Asparagus is a curious thing, it comes and goes so quickly. The official season is 23 April until 21 June … but some people are a bit precious about this. Asparagus does not suddenly become tasteless and woody on 22 June so, if it is still around afterwards, why not use it? It also gets cheaper as the season continues. Eggs and asparagus are a classical pairing but, as ever, we like to add a twist. Using quail’s eggs makes the dish seem elegant and enticing – you could even eat it as a fancy starter – but of course you could always use hen’s or duck’s eggs. And you could poach the eggs instead of boiling them, if you fancy that.
If you can get hold of some pea shoots, sprinkle them on top; their taste shouts summer and they look pretty, too. The lime helps to balance the richness of the dish and is a nice change from lemon.

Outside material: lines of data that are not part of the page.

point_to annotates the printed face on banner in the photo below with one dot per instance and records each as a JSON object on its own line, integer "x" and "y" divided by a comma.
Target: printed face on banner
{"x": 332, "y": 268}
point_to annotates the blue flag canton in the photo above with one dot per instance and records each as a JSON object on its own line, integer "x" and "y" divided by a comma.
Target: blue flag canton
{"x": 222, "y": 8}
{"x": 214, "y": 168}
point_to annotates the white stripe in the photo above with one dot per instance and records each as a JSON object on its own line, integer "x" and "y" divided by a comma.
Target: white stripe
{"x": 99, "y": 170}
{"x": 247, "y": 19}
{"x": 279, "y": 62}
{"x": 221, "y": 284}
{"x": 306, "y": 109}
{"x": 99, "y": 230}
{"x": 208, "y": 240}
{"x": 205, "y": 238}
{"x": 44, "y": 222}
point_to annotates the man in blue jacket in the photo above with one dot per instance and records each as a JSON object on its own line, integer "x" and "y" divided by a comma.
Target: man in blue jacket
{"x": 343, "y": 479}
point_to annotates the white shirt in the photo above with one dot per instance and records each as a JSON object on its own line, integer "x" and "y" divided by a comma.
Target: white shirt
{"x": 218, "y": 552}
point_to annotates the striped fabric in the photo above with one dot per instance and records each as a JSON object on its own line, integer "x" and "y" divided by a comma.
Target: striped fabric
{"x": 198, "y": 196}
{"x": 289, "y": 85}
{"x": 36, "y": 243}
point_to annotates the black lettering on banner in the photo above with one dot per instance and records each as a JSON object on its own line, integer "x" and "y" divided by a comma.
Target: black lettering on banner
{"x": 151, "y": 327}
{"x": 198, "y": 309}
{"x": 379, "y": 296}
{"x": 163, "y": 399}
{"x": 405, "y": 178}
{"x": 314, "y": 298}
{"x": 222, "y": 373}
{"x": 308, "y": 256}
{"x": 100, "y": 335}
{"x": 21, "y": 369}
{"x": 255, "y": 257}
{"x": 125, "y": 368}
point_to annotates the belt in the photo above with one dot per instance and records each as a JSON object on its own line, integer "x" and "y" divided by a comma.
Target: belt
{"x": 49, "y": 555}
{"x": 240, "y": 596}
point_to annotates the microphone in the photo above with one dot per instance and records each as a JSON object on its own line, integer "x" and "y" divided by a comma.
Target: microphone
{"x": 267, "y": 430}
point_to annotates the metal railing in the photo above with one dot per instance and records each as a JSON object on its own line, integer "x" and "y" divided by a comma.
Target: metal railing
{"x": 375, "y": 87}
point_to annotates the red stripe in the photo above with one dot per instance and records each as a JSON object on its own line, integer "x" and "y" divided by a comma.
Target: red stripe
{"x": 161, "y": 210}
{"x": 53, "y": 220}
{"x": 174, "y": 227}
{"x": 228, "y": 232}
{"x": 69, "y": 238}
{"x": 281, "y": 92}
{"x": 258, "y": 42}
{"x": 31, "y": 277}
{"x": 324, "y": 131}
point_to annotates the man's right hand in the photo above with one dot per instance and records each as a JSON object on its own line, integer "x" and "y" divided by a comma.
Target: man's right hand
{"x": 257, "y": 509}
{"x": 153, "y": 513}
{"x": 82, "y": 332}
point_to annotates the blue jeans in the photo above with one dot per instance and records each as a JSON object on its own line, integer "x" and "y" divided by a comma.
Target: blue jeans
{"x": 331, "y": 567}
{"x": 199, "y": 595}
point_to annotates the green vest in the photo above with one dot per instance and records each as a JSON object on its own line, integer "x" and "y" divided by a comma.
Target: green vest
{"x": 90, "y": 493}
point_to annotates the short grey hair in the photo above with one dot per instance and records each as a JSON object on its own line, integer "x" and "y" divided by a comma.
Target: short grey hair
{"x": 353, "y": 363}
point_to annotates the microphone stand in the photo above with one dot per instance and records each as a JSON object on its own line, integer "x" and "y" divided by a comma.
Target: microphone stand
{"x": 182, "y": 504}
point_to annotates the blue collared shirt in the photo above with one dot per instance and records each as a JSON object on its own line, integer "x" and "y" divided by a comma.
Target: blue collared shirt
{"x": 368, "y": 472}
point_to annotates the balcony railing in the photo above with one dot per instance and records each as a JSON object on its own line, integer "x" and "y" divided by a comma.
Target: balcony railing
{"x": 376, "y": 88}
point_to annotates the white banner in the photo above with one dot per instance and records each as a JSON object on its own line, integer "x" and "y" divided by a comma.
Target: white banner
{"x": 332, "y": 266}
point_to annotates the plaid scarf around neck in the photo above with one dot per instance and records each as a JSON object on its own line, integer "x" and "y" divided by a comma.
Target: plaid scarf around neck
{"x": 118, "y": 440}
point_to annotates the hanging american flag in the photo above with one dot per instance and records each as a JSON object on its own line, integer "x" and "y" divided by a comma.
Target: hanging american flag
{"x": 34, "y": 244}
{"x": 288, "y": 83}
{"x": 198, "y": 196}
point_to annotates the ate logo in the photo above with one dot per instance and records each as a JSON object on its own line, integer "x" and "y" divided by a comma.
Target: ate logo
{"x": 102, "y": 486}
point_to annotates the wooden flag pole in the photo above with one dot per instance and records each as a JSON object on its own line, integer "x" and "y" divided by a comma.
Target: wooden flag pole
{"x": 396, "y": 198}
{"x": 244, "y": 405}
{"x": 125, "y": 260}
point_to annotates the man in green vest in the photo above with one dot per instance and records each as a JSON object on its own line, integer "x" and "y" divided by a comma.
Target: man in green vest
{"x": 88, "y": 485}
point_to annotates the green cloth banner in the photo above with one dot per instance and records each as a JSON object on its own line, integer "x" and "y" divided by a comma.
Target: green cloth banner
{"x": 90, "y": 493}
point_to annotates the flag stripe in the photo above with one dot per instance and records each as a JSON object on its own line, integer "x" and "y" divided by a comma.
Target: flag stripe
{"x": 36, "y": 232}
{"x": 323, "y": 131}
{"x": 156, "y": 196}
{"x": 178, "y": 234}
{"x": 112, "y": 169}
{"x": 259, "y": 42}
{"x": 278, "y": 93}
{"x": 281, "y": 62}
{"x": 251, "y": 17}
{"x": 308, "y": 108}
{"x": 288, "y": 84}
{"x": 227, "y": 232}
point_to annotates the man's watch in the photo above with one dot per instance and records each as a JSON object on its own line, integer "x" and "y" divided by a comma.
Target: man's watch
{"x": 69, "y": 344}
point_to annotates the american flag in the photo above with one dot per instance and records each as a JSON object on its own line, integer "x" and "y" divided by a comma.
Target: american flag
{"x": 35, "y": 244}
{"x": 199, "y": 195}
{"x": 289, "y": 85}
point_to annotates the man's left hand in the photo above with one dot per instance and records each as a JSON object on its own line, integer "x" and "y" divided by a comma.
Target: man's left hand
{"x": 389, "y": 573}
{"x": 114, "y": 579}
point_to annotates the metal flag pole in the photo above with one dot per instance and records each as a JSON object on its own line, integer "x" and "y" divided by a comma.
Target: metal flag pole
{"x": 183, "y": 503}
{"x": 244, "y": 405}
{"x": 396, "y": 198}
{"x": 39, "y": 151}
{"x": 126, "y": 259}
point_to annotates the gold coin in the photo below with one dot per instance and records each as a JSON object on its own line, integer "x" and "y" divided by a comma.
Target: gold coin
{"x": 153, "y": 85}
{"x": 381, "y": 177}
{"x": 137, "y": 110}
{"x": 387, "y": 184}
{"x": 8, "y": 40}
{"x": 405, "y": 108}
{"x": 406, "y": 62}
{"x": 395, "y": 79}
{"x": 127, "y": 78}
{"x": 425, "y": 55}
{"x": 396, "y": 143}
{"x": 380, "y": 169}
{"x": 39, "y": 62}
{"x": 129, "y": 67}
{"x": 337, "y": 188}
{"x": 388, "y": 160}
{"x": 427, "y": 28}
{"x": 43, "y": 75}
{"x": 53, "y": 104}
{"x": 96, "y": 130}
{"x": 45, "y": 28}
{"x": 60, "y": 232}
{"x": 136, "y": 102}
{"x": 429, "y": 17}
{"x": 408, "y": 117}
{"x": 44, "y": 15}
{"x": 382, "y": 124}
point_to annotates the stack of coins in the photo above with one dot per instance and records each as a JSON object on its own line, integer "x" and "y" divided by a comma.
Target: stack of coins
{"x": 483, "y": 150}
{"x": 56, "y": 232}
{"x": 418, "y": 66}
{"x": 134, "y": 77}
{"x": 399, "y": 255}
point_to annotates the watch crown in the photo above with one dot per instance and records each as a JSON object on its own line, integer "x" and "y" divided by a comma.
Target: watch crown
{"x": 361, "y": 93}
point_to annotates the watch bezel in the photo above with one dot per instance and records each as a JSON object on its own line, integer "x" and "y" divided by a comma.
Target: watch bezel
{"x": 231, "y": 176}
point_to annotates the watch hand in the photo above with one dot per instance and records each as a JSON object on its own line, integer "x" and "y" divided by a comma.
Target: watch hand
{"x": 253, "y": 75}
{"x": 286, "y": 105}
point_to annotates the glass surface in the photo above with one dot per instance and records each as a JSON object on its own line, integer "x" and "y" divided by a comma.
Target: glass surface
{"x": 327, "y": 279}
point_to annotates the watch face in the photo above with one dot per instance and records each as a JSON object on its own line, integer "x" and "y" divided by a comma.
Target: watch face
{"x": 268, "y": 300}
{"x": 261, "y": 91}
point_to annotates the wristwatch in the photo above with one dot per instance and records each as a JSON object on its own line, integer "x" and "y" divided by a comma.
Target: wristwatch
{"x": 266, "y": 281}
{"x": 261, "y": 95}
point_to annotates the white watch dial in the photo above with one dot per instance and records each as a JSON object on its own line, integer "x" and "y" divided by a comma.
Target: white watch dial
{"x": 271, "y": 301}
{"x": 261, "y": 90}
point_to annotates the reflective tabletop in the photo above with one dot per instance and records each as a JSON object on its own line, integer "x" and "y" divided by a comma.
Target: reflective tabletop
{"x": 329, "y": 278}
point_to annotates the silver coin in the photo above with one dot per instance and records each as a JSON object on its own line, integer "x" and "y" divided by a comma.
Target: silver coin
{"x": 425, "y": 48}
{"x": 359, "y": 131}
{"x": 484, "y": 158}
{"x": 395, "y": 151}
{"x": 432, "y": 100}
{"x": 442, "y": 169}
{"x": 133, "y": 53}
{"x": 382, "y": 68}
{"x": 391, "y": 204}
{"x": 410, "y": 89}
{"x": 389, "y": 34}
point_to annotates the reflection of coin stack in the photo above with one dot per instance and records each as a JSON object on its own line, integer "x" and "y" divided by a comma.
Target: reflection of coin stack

Have an egg timer ready, or set the timer on your phone … times have changed.

For the dressing
finely grated zest and juice of 1 lime
½ tsp caster sugar, plus more for the peas
sprinkle of sea salt, plus more for the peas and to serve
100ml sunflower oil (you can use olive oil, but we find it overpowering), plus more for the asparagus
For the rest
2 packs of 12 quail’s eggs (you only need 20, but if some break at least you will not run short)
2 bunches of asparagus
250g frozen peas
First make the dressing to allow the sugar and salt time to dissolve. In a bowl, mix the lime zest and juice thoroughly with the sugar and salt. Whisk in the oil and set aside.
Set a pan of water on to boil – about 1 litre should do it. Put all the eggs on a couple of large spoons, to make sure you can get them into the pan quickly instead of one by one. Have a bowl of cold water ready.

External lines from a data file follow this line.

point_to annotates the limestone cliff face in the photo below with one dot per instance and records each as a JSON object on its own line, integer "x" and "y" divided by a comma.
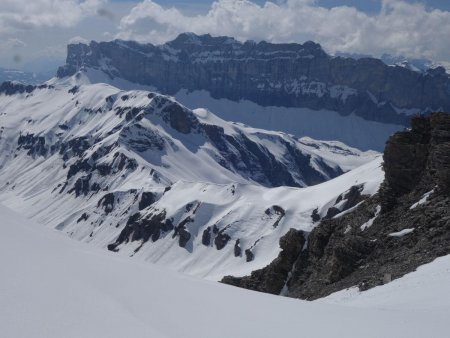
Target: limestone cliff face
{"x": 405, "y": 225}
{"x": 290, "y": 75}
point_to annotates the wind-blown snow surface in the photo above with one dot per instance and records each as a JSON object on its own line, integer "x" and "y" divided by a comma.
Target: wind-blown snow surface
{"x": 53, "y": 287}
{"x": 81, "y": 157}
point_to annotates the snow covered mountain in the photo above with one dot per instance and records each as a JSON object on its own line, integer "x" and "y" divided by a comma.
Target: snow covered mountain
{"x": 54, "y": 287}
{"x": 21, "y": 76}
{"x": 138, "y": 173}
{"x": 296, "y": 88}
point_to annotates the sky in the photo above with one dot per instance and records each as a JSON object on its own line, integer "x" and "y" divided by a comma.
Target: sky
{"x": 34, "y": 34}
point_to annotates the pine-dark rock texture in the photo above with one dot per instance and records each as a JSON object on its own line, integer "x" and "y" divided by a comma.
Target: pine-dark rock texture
{"x": 340, "y": 253}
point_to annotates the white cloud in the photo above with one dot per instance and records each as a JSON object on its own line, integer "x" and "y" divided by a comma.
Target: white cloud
{"x": 399, "y": 28}
{"x": 13, "y": 43}
{"x": 17, "y": 15}
{"x": 78, "y": 39}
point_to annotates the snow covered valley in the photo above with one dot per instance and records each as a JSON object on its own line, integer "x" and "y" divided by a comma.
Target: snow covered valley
{"x": 52, "y": 286}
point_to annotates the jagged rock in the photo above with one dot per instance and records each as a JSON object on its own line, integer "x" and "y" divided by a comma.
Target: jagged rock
{"x": 11, "y": 88}
{"x": 272, "y": 278}
{"x": 221, "y": 239}
{"x": 290, "y": 75}
{"x": 206, "y": 237}
{"x": 315, "y": 215}
{"x": 341, "y": 254}
{"x": 83, "y": 217}
{"x": 147, "y": 199}
{"x": 140, "y": 228}
{"x": 237, "y": 248}
{"x": 351, "y": 197}
{"x": 249, "y": 255}
{"x": 107, "y": 202}
{"x": 183, "y": 235}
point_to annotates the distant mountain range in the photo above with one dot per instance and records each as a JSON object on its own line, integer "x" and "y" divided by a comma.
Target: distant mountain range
{"x": 296, "y": 88}
{"x": 138, "y": 173}
{"x": 24, "y": 77}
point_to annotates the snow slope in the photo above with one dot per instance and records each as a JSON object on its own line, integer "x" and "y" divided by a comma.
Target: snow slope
{"x": 54, "y": 287}
{"x": 138, "y": 173}
{"x": 323, "y": 125}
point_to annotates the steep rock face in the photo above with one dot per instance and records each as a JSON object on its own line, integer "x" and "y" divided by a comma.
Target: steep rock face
{"x": 288, "y": 75}
{"x": 390, "y": 234}
{"x": 138, "y": 173}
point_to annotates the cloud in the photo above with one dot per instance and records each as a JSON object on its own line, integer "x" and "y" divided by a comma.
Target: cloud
{"x": 400, "y": 27}
{"x": 78, "y": 39}
{"x": 13, "y": 43}
{"x": 18, "y": 15}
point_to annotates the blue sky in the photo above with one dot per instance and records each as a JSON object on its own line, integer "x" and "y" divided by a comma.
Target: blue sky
{"x": 33, "y": 37}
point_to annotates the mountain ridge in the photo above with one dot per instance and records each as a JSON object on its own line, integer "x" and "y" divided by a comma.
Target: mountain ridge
{"x": 270, "y": 74}
{"x": 138, "y": 173}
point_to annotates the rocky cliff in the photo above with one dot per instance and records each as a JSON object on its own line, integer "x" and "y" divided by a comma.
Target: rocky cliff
{"x": 405, "y": 225}
{"x": 288, "y": 75}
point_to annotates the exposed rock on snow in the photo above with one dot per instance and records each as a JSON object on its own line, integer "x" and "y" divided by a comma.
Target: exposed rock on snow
{"x": 341, "y": 254}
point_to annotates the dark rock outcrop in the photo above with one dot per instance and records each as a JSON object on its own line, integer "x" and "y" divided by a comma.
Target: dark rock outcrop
{"x": 272, "y": 278}
{"x": 342, "y": 253}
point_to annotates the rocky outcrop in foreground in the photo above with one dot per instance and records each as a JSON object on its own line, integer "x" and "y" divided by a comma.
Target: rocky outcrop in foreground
{"x": 405, "y": 225}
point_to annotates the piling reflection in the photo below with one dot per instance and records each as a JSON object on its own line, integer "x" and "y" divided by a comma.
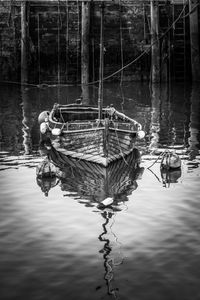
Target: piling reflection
{"x": 155, "y": 118}
{"x": 194, "y": 126}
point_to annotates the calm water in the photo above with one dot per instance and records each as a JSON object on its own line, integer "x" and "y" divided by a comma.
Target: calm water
{"x": 145, "y": 247}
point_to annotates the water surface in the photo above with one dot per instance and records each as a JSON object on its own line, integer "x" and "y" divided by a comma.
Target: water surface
{"x": 64, "y": 246}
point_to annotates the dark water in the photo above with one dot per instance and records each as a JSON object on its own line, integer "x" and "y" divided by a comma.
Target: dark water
{"x": 145, "y": 247}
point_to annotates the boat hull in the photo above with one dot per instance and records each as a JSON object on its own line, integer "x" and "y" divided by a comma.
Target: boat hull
{"x": 100, "y": 145}
{"x": 74, "y": 131}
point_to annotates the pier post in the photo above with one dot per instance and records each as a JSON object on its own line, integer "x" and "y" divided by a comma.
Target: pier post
{"x": 194, "y": 40}
{"x": 155, "y": 48}
{"x": 85, "y": 48}
{"x": 24, "y": 30}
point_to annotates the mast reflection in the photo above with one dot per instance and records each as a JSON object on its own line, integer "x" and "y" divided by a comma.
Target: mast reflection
{"x": 194, "y": 125}
{"x": 109, "y": 260}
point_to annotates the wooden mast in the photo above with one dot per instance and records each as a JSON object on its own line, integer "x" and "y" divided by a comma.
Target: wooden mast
{"x": 24, "y": 68}
{"x": 194, "y": 40}
{"x": 101, "y": 61}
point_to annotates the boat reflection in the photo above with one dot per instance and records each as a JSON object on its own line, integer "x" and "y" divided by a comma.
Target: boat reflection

When the water comes to the boil, carefully add the eggs and boil for exactly 2 minutes 45 seconds. Transfer with a slotted spoon to the bowl of cold water to stop the cooking. If the water becomes warm because of the hot eggs, drain and add more cold water. When the eggs are cold, carefully peel them.
Preheat the oven to 120°C/fan 100°C/gas mark ½.

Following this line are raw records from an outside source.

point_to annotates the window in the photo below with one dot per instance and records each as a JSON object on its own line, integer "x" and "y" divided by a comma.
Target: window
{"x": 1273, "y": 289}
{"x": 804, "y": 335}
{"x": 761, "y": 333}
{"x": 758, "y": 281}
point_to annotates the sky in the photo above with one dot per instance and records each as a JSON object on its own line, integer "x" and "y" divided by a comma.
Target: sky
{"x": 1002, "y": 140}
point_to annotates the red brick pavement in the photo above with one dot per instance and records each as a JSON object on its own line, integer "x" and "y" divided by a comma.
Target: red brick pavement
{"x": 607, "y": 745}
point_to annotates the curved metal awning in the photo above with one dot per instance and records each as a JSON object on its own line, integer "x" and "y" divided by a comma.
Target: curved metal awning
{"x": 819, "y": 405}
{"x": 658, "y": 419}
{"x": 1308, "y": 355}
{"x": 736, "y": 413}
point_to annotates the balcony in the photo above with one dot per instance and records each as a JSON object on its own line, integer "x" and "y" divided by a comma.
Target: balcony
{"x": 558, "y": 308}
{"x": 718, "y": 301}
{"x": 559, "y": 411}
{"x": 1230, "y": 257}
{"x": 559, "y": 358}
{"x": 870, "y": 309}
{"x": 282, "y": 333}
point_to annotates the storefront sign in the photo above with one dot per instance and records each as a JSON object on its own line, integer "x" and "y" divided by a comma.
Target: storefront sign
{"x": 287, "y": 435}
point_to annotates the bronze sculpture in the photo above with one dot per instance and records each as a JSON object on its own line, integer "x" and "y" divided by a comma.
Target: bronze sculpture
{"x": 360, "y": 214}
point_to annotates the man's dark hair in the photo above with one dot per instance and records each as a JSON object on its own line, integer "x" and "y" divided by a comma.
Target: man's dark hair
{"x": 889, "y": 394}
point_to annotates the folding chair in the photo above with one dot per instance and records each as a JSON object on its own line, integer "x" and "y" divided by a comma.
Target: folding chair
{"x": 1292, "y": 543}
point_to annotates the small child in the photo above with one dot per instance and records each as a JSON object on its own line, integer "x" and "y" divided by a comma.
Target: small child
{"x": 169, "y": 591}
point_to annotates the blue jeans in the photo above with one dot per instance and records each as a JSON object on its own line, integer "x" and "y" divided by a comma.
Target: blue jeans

Slice off the bottom 2cm of each asparagus spear, as this can be woody. Heat a large dry frying pan or griddle pan. Making sure the pan is very hot, add the asparagus in a single layer (you may have to do this in batches) and shake it around so it becomes scorched. Be careful, it can catch quickly. When all the spears are charred, put in a shallow baking tray, sprinkle with a little sunflower oil and place in the oven for 5 to 8 minutes.
Meanwhile, place the peas straight from the freezer into a bowl with a sprinkle of salt and sugar to lift their natural sweetness. Boil a kettle of water and use this to cover the peas generously. Frozen peas are already slightly cooked and this method ensures they still have a fresh flavour. Leave the peas in the water until ready to serve.
To serve, drain the peas and divide between four plates, arranging the asparagus on top. Give the dressing a good stir to emulsify, then spoon it over the vegetables. Add 5 quail’s eggs to each plate … unless you were quite a successful peeler and there were no casualties, in which case add the rest. Now sprinkle with sea salt to season the eggs and asparagus.
You may want some bread alongside to mop up the good bits.